If you look at the specs for this Allez Sprint, it shows the bottom bracket as "praxis 6806 bearings". 

What does this mean, that it's using a BB30 but with the praxis bearings? 

https://www.specializedconceptstore.co.uk/product/11609/2018-allez-sprint-comp/


----------



## gbb (22 Nov 2017)

While I've never had a BB30 so don't know about getting into the BB itself, the bearings used will be 6806, an industry standard bearing...in all probability 6806-2RS...ie, with two rubber seals.


----------



## Globalti (22 Nov 2017)

Possibly fitted inside a Praxis Works BB shell, which is a pretty nifty design but needs a couple of special tools to remove and replace. Nothing to worry about, go for it.


----------



## mustang1 (22 Nov 2017)

Thanks. 

I wanted to check it wasnt an adaptor.


----------



## Cycleops (23 Nov 2017)

Praxis say it’s not a conversion. You can make your own mind up about that.. It’s to enable a BB30 shell to use Shimano hollowtech.
https://praxiscycles.com/conversion-bb/


----------



## Globalti (23 Nov 2017)

It is an adaptor but it's a pretty good system.

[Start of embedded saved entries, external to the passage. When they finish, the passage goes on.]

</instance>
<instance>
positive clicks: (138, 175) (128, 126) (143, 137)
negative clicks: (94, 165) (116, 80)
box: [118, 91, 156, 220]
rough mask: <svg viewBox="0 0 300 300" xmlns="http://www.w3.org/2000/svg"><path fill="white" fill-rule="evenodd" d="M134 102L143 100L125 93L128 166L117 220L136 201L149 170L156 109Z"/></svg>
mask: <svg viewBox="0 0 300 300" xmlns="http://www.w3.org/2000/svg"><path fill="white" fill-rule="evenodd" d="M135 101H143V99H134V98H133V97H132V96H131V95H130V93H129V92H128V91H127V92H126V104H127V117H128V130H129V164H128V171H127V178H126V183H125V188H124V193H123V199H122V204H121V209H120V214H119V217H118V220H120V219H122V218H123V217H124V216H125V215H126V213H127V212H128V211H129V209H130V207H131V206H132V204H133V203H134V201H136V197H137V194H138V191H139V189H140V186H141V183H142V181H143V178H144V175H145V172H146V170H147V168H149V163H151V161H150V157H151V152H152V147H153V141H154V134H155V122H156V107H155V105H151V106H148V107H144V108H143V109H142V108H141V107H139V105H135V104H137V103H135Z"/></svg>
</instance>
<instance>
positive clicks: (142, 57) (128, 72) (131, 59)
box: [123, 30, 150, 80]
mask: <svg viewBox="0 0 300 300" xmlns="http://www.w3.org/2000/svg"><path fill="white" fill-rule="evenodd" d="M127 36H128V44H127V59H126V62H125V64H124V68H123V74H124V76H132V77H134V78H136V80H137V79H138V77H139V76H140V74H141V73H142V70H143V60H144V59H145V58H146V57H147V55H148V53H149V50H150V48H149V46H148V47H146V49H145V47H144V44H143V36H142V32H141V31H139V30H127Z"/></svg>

If it creaks take it out and grease everything.


----------



## mustang1 (23 Nov 2017)

Globalti said:


> It is an adaptor but it's a pretty good system. If it creaks take it out and grease everything.


I'm a bit skeptical: don't they say that about every BB problem.


----------



## Globalti (23 Nov 2017)

No need; I have invested considerable time in solving BB30 creaks and I like the Praxis Works system but it must be installed with lots of grease on the interfaces.

BB30 cranksets installed straight into the bearings can also creak but this requires the use of bearing fit compound, which I have explained in detail several times on CC.


----------